Most black-box optimization methods require extensive hyperparameter tuning, often limiting their ability to generalize across different optimization domains. Foundation models for black-box optimization that learn optimization principles from a large collection of optimization trajectories offer a promising alternative, with the potential to outperform manually designed methods across diverse problem classes. However, prior work has either relied on non-public datasets or on purely synthetic data, limiting reproducibility and generalization to real-world problems. As a result, progress in this area has been constrained by the lack of large-scale, real-world, publicly available pre-training data. We introduce BBO-Pile, the first open-source dataset comprising over 500K optimization trajectories evaluated across 3095 different black-boxes for different optimizers, which represents by far the largest public dataset for this task. Using this dataset, we train a family of foundation models at multiple scales, ranging from 2M to 80M parameters and from 200M to 2B training tokens, and study their scaling behavior with respect to compute. Our results demonstrate that large-scale pre-training is a viable and effective approach to imitate black-box optimization methods, paving the way for future research in this direction.

Editorial analysis

A structured set of objections, weighed in public.

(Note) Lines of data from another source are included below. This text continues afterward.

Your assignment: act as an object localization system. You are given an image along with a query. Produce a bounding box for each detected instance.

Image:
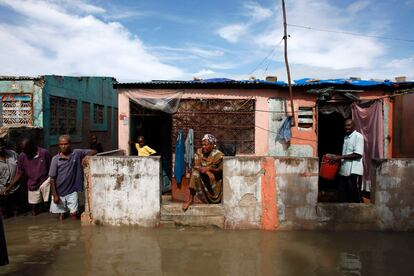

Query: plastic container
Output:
[319,154,340,180]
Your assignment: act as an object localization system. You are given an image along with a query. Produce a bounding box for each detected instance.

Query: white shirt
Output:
[339,130,364,176]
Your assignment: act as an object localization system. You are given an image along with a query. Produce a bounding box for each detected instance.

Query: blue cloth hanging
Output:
[174,129,185,183]
[185,128,194,170]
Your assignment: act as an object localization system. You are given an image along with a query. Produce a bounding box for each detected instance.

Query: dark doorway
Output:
[130,102,172,192]
[318,109,345,202]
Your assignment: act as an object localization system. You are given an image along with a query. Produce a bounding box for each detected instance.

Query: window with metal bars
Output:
[93,104,104,124]
[298,106,313,130]
[172,99,255,154]
[50,96,78,135]
[0,94,33,126]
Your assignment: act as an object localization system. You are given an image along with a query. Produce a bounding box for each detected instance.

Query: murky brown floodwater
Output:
[0,214,414,276]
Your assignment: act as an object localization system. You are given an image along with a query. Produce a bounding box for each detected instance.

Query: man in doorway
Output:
[0,138,18,218]
[4,137,52,216]
[330,119,364,203]
[49,135,96,219]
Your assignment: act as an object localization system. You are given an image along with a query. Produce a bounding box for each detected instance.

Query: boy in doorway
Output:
[131,135,157,156]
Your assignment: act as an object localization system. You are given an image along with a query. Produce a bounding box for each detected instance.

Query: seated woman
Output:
[183,134,223,211]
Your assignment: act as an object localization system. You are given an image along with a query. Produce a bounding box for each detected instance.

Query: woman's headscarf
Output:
[201,134,217,145]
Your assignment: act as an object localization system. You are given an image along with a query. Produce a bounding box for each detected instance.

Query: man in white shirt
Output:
[331,119,364,203]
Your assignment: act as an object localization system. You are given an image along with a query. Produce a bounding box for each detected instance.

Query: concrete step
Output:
[161,201,224,228]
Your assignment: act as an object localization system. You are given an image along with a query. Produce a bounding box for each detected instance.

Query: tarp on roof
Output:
[294,78,394,86]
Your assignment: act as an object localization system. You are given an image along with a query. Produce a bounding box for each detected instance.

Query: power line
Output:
[288,24,414,43]
[247,38,283,77]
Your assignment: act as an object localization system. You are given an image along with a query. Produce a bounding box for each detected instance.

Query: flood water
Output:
[0,214,414,276]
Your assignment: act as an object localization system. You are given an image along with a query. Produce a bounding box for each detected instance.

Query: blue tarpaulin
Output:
[294,78,394,86]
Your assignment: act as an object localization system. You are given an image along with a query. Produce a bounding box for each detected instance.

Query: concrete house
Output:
[84,79,414,230]
[0,75,118,153]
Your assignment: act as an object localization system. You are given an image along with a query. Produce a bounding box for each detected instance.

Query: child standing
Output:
[135,135,157,156]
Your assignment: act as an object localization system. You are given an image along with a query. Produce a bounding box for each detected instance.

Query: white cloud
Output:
[243,2,273,21]
[254,0,386,72]
[217,24,248,43]
[0,0,185,81]
[194,69,216,77]
[59,0,106,14]
[347,0,371,14]
[405,0,414,6]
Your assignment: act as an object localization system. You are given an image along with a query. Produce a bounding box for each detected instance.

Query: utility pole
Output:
[282,0,296,126]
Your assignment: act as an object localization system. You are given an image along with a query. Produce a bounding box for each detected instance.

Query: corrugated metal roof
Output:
[114,78,414,89]
[0,76,40,81]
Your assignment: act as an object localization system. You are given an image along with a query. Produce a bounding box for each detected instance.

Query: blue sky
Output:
[0,0,414,82]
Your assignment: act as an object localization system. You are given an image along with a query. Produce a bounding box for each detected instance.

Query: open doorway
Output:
[129,102,172,192]
[318,104,350,202]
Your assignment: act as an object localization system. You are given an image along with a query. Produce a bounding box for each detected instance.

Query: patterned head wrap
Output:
[201,134,217,145]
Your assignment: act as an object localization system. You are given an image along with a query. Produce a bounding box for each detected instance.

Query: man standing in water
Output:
[330,119,364,203]
[4,138,52,216]
[49,135,96,219]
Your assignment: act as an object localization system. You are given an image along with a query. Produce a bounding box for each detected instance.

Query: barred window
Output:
[50,96,77,135]
[172,99,255,154]
[93,104,104,124]
[298,106,313,130]
[0,94,33,126]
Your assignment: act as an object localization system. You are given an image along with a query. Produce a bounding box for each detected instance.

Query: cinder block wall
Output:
[223,157,414,231]
[82,156,161,227]
[374,159,414,230]
[83,156,414,231]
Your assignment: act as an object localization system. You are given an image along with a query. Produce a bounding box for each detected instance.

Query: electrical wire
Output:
[246,37,283,78]
[287,24,414,43]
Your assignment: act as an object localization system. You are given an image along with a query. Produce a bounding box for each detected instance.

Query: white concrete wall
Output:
[88,156,161,227]
[223,157,263,229]
[374,159,414,230]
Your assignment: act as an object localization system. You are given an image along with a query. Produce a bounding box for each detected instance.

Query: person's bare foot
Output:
[182,197,194,212]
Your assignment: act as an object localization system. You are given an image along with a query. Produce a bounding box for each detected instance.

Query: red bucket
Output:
[319,154,339,180]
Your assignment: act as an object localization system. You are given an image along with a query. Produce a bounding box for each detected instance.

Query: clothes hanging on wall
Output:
[351,101,384,191]
[174,129,185,183]
[276,116,292,143]
[185,128,194,170]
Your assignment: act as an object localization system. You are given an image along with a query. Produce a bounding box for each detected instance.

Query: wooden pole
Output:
[282,0,296,126]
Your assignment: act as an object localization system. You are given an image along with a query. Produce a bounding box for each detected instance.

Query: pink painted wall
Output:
[118,89,393,157]
[118,89,286,155]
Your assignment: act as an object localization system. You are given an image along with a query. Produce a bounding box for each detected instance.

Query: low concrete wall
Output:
[374,159,414,230]
[82,156,414,231]
[223,157,264,229]
[82,156,161,227]
[223,157,414,231]
[275,158,319,229]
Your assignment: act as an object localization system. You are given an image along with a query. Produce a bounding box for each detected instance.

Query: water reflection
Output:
[0,214,414,275]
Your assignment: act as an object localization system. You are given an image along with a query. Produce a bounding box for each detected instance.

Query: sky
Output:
[0,0,414,82]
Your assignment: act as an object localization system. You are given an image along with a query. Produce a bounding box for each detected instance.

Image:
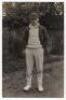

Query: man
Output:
[24,12,47,92]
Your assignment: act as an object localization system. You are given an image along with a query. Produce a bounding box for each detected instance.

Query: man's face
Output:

Desk editor's note, referee report, simulated authors' rebuttal, and a circularity audit. Tearing a paper down is the easy half of reading it; the pith above is the substance, this is the friction.

Referee Report

2 major / 2 minor

Summary. The manuscript introduces BBO-Pile, an open-source dataset containing over 500K optimization trajectories collected from 3095 black-box functions using multiple optimizers. It trains a family of foundation models (2M–80M parameters, 200M–2B tokens) on this data, analyzes scaling behavior with respect to compute, and concludes that large-scale pre-training is a viable and effective approach to imitate black-box optimization methods.

Significance. If the dataset is shown to be sufficiently diverse and the trained models demonstrate transfer to unseen problems and optimizers, the work would provide a valuable public resource that could accelerate research on learned optimizers, similar to the role of large pre-training corpora in other domains. The open release directly addresses reproducibility barriers noted in prior work.

major comments (2)
  1. [§3 and §4] §3 (Dataset Construction) and §4 (Data Collection): No quantitative diversity metrics are reported for the 3095 black-boxes (e.g., histograms or coverage statistics over dimensionality, modality, noise level, or degree of multimodality). Without these, it is impossible to verify that the 500K trajectories support extraction of generalizable optimization principles rather than dataset-specific heuristics, which is load-bearing for the central claim of viability for imitating BBO methods.
  2. [§5] §5 (Experiments and Scaling): The evaluation does not include explicit held-out splits on unseen problem classes or optimizers with reported transfer metrics (e.g., regret or success rate on out-of-distribution instances). Scaling curves alone cannot distinguish memorization from genuine imitation of general BBO strategies.
minor comments (2)
  1. [Abstract] The abstract states trajectories were collected 'for different optimizers' but does not list the specific optimizers or their hyperparameter settings used in data generation.
  2. [Figures/Tables in §5] Table or figure captions for scaling results should explicitly state the number of held-out black-boxes and whether they were drawn from the same distribution as the training set.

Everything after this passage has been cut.